Importantly for the natural resources sector, BI has accepted that pricing formulas in sales contracts often refer to international benchmarks, which are published in US Dollars with a premium or discount amount applied. For the time being, BI is of the view that reference to the relevant benchmark price will be acceptable, provided that the premium / discount is stated in Rupiah and the settlement is required to be in Rupiah.

BI Regulation 17 does not, on its face, prohibit parties from adjusting the price stated in the contracts to reflect changes in exchange rates or allocating exchange rate risk as between the parties. Subject to further clarification from BI on this is issue, it appears therefore that parties could agree that the stated Rupiah price is determined by reference to an agreed Rupiah / US Dollar exchange rate, and that if the Rupiah / US Dollar exchange rate were to change (perhaps, by a material margin), the stated Rupiah price will be adjusted accordingly in accordance with the terms of the agreement.

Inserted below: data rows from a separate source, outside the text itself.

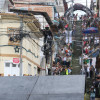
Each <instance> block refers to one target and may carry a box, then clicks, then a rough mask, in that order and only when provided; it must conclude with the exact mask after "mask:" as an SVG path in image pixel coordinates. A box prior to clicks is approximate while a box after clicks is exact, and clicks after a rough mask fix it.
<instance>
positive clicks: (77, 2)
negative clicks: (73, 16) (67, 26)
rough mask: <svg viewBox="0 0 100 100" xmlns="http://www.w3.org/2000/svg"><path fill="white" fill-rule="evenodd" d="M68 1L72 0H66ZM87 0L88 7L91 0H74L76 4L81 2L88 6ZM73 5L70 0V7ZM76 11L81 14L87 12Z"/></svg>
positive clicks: (84, 13) (69, 6) (83, 13)
mask: <svg viewBox="0 0 100 100" xmlns="http://www.w3.org/2000/svg"><path fill="white" fill-rule="evenodd" d="M66 1H67V2H68V1H71V0H66ZM86 1H87V6H88V8H90V3H91V0H74V4H75V3H80V4H83V5H85V6H86ZM71 5H72V2H69V3H68V7H70V6H71ZM74 13H75V14H76V13H78V15H79V16H80V15H82V14H85V12H83V11H75V12H74Z"/></svg>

The extent to which the BI Regulation 17 will be implemented and enforced remains to be seen.


Given the period of stronger headwinds in the global mining and commodity sector and in light of the importance of the mining sector to Indonesian economy – in terms of GDP, job-creation and development of the more remote regions of the country – many were hoping the new government would do more to help business get done. The previous period had seen the mining sector, and foreign investors in particular, grapple with a range of near existential challenges: extension of localisation obligations, renegotiation of Contracts of Work, complex rules on in-country processing and export of minerals, and a moratorium on grant of new trading licences. It is unfortunate that the recent changes highlighted above, generated by broader economic aims and the effect of past experiences, may create additional difficulties for the business and make it less nimble at a time when the sector would benefit from the opposite.